ISTANBUL, Turkey (AP) – Two men who converted to Christianity went on trial Thursday for allegedly insulting “Turkishness” and inciting religious hatred against Islam, the Anatolia news agency reported.
The trial opened just days before a visit to Turkey by Pope Benedict XVI. During his visit, the pontiff is expected to discuss improved religious rights for the country’s tiny Christian minority who complain of discrimination.
Hakan Tastan, 37, and Turan Topal, 46, are accused of making the insults and of inciting hate while allegedly trying to convert other Turks to Christianity. If convicted, the two Turkish men could face up to nine years in prison.
The men were charged under Turkey’s Article 301, which has been used to bring charges against dozens of intellectuals – including Nobel Prize-winner Orhan Pamuk.
The law has widely been condemned for severely limiting free expression and European officials have demanded Turkey change it as part of reforms to join the EU.
They also are charged under a law against inciting hatred based on religion.

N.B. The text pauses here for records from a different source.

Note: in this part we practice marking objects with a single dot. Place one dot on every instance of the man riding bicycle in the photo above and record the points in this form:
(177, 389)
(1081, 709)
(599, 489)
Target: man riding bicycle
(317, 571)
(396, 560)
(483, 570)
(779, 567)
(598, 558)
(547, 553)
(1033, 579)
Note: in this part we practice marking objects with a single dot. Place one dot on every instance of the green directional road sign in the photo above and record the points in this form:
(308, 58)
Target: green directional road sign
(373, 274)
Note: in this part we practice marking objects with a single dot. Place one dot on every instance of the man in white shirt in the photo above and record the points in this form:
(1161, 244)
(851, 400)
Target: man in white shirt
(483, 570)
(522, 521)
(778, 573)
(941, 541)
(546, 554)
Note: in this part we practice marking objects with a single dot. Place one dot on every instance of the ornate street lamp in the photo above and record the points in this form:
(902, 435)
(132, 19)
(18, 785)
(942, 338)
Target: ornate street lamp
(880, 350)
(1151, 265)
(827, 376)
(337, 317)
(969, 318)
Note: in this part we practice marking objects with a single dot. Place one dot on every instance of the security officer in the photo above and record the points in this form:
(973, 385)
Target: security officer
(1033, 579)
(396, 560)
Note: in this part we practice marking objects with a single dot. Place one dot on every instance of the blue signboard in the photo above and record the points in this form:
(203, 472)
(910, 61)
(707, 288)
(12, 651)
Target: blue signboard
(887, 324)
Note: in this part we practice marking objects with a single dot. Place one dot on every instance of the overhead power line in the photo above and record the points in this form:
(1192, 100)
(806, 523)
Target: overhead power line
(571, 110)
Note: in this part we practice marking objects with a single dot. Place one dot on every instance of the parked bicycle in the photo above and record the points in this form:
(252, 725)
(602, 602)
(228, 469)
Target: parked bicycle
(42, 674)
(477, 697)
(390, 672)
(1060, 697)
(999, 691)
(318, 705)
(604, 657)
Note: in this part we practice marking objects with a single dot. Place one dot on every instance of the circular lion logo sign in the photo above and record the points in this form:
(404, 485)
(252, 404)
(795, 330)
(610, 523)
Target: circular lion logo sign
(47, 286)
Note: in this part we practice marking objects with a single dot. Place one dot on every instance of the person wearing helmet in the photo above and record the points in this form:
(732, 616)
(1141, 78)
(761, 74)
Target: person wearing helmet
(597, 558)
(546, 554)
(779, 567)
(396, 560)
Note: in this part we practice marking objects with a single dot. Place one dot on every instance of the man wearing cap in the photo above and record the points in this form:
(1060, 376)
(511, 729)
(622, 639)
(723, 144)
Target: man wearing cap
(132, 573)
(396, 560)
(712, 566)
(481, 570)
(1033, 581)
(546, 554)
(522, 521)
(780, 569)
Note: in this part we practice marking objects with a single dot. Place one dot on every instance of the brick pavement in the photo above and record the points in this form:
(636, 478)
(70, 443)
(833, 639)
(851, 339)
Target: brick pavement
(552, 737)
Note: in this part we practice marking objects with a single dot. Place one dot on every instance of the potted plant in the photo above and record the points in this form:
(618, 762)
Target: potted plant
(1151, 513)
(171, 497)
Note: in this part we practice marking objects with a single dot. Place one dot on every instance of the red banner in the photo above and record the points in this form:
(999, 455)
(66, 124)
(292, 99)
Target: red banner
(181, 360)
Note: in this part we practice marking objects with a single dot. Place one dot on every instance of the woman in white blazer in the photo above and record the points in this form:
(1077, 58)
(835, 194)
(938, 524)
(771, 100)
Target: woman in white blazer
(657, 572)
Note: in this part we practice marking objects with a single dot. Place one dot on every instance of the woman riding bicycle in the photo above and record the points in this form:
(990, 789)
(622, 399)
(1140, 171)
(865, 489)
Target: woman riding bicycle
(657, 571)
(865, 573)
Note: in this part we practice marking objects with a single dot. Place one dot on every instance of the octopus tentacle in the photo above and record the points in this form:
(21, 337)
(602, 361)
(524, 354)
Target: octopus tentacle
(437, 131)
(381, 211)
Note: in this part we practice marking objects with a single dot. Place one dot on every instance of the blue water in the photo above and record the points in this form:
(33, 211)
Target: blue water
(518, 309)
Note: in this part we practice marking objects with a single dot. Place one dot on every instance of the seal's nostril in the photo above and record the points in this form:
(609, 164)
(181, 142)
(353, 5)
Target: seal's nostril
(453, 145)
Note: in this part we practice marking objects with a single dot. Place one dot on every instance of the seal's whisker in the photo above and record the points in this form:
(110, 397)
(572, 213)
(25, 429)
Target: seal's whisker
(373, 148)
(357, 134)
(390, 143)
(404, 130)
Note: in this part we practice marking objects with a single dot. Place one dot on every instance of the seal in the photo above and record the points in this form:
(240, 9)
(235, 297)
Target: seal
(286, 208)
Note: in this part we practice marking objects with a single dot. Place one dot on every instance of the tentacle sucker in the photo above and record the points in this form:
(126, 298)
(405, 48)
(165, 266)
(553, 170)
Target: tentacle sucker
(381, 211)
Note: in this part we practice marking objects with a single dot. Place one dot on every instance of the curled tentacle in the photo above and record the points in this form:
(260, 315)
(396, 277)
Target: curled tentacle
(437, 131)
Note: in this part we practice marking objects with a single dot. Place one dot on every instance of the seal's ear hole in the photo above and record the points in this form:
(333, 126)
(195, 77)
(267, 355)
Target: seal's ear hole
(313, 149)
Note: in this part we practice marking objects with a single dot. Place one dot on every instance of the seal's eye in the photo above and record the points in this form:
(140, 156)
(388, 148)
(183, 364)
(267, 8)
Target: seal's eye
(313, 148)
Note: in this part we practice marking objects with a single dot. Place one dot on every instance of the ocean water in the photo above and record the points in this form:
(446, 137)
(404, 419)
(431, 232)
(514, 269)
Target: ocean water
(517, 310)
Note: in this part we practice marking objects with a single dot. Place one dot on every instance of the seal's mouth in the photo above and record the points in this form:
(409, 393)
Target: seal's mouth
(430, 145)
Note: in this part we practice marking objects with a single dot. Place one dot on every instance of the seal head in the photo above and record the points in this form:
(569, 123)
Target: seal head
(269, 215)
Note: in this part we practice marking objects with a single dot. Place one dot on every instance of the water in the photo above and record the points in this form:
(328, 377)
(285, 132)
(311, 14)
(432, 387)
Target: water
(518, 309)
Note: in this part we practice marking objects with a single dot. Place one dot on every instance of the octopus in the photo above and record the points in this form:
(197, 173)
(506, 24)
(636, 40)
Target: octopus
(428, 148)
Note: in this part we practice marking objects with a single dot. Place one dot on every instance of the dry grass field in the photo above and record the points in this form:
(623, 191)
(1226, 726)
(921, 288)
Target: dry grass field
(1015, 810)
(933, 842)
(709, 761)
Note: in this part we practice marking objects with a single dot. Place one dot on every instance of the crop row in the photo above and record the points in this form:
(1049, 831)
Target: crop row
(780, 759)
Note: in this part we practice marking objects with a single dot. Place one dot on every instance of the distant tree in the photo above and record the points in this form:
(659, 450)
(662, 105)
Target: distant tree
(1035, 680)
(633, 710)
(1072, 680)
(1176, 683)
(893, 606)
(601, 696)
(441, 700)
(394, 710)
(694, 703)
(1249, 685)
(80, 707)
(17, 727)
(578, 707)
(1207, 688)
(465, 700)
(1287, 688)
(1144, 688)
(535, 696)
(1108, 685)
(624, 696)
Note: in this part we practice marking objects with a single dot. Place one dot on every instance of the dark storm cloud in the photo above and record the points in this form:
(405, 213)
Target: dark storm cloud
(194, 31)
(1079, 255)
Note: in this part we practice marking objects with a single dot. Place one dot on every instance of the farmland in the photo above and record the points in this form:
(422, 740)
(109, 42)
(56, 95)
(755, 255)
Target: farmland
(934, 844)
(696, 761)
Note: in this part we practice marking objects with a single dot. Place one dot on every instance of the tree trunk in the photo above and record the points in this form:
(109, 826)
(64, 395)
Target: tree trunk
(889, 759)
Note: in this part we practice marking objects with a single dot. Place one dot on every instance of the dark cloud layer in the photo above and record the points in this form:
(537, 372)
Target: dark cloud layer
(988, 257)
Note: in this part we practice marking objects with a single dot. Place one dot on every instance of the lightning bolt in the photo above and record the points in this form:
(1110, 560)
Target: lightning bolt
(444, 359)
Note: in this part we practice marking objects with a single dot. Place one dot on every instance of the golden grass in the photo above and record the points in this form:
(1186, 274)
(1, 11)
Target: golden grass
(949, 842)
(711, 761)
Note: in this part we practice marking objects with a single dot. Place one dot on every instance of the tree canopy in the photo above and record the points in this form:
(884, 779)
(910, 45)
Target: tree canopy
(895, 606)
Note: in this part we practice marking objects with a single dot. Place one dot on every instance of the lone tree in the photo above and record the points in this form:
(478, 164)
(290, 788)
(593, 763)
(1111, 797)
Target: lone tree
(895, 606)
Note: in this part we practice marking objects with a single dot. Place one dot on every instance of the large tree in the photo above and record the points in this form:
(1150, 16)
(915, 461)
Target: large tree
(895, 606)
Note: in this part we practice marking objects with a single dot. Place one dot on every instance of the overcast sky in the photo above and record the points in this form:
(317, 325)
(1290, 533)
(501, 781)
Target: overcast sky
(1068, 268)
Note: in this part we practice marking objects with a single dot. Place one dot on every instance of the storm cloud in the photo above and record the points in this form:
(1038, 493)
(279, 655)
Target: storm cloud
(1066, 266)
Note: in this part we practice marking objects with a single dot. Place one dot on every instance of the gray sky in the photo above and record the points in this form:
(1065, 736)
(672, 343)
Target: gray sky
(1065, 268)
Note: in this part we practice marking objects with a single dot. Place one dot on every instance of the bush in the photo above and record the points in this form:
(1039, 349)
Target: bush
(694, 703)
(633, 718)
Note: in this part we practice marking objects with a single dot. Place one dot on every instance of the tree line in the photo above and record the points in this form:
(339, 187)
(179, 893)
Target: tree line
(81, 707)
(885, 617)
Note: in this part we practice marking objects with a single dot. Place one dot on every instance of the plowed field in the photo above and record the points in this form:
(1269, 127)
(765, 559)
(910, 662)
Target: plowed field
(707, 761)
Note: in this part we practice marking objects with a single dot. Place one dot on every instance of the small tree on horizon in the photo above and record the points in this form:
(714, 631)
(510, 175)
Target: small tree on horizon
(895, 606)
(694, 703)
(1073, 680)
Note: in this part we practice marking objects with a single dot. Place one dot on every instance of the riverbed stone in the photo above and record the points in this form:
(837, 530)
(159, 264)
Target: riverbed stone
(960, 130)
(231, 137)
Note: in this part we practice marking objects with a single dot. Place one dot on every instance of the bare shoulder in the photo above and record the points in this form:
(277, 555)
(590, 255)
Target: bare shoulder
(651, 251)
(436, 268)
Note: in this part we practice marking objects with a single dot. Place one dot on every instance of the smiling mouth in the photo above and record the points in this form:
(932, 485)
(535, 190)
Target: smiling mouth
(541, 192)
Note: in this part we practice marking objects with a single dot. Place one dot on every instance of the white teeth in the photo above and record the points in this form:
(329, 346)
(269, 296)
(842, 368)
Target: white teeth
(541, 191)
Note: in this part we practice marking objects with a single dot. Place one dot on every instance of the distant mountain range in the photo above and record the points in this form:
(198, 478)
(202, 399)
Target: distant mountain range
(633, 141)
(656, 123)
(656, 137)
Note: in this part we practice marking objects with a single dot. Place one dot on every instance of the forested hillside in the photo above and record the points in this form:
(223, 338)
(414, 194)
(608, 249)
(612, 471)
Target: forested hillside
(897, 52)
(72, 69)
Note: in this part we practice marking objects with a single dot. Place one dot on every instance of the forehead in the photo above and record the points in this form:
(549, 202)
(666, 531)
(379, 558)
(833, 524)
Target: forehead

Prosecutors accuse the two of allegedly telling possible converts that Islam was “a primitive and fabricated” religion and that Turks would remain “barbarians” as long they continued practicing Islam, Anatolia reported.
The prosecutors also accused them of speaking out against the country’s compulsory military service, and compiling databases on possible converts.
Tastan and Topal denied the accusations in court.
“I am a Turk, I am a Turkish citizen. I don’t accept the accusations of insulting ‘Turkishness,'” Anatolia quoted Tastan as telling the court. “I am a Christian, that’s true. I explain the Bible … to people who want to learn. I am innocent.”